Open Access

Measuring serum matrix metalloproteinase-9 levels in peripheral blood after subarachnoid hemorrhage to predict cerebral vasospasm

  • Aykut Akpinar1,
  • Necati Ucler1Email author,
  • Uzay Erdogan2,
  • Serhat S. Baydin3,
  • Abuzer Gungor3 and
  • Bekir Tugcu2
SpringerPlus20165:1153

https://doi.org/10.1186/s40064-016-2837-6

Received: 20 October 2015

Accepted: 14 July 2016

Published: 22 July 2016

Abstract

Purpose

We aimed to investigate serum levels of matrix metalloproteinase-9 in both subarachnoid hemorrhage and control groups for prediction of cerebral vasospasm in this study.

Methods

Venous serum matrix metalloproteinase-9 levels were prospectively measured four times (days 1, 3, 7, and 14) for 34 consecutive patients with subarachnoidal hemorrhage (n = 27) and for elective aneurysm clipping (control, n = 7).

Results

Vasospasm developed in 11/34 (32.4 %) patients between 3 and 10 days after subarachnoid hemorrhage (median 5.58 days), mean peak serum matrix metalloproteinase-9 compared with the non-vasospasm cohort. Matrix metalloproteinase-9 levels were higher in subarachnoid hemorrhage patients than in the controls.

Conclusion

Increased serum matrix metalloproteinase-9 could be an accurate biomarker to predict the onset of cerebral vasospasm after subarachnoid hemorrhage.

Keywords

Matrix metalloproteinase-9 Ischemia Subarachnoid hemorrhage Aneurysm

Background

Subarachnoid hemorrhage (SAH) is a stroke subtype cause by blood leakage from a ruptured intracerebral aneurysm. It is characterized by sudden onset and is associated with high morbidity and mortality, often attributable to cerebral vasospasm (VS) with secondary cerebral ischemia (Dorsch 1995; Horstmann et al. 2006).

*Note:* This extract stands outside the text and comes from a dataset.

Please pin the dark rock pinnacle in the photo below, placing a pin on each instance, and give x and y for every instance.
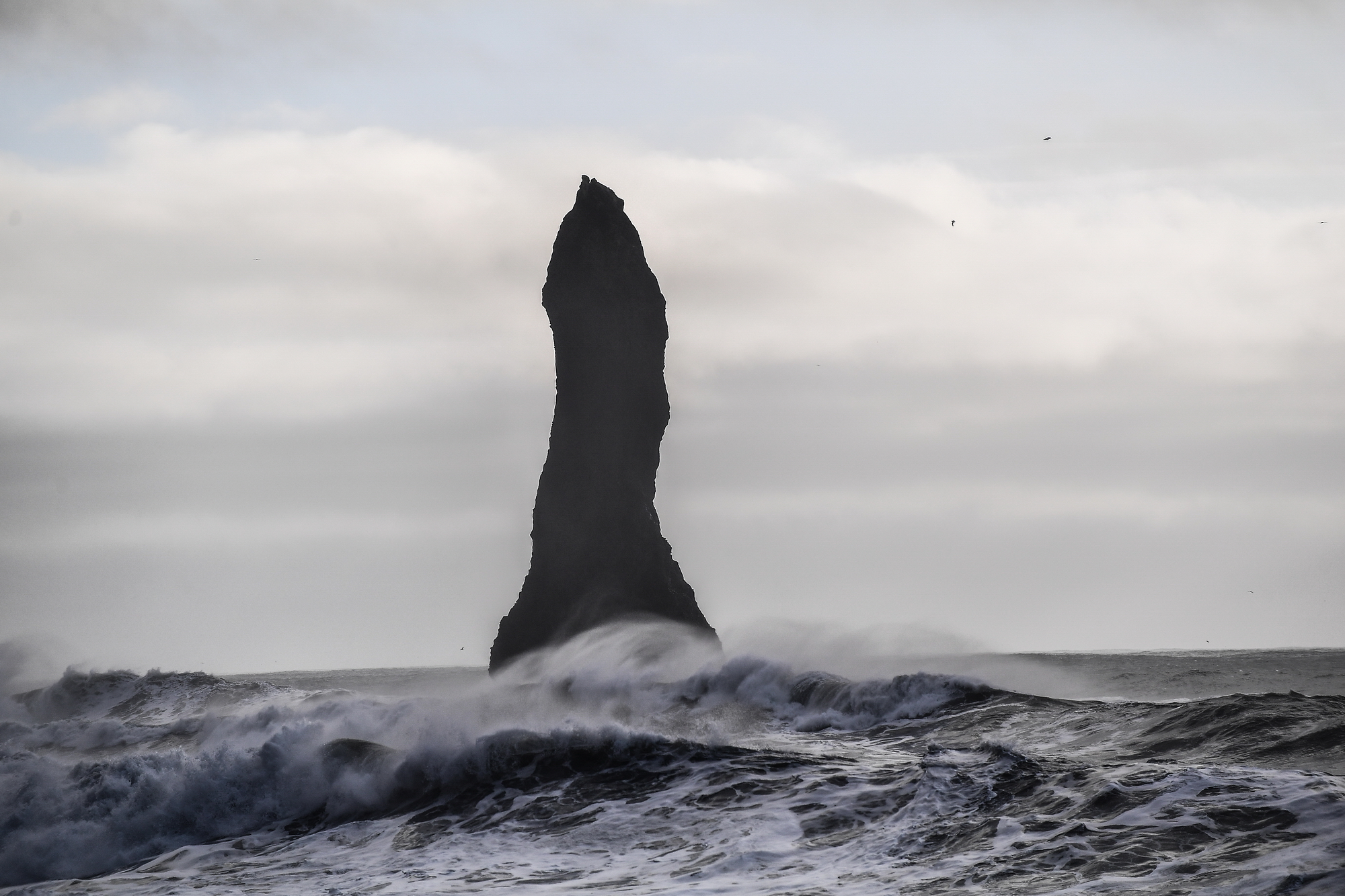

Delayed cerebral VS as defined angiographically occurs in up to 70 % of patients who present with SAH and leads to delayed ischemic deficits for 36 % of patients (Biller et al. 1988). Matrix metalloproteinases (MMPs) can degrade extracellular matrix components in a variety of physiological and pathophysiological conditions such as stroke, intracerebral hemorrhage, and intracerebral aneurysms (Montaner et al. 2001; Todor et al. 1998).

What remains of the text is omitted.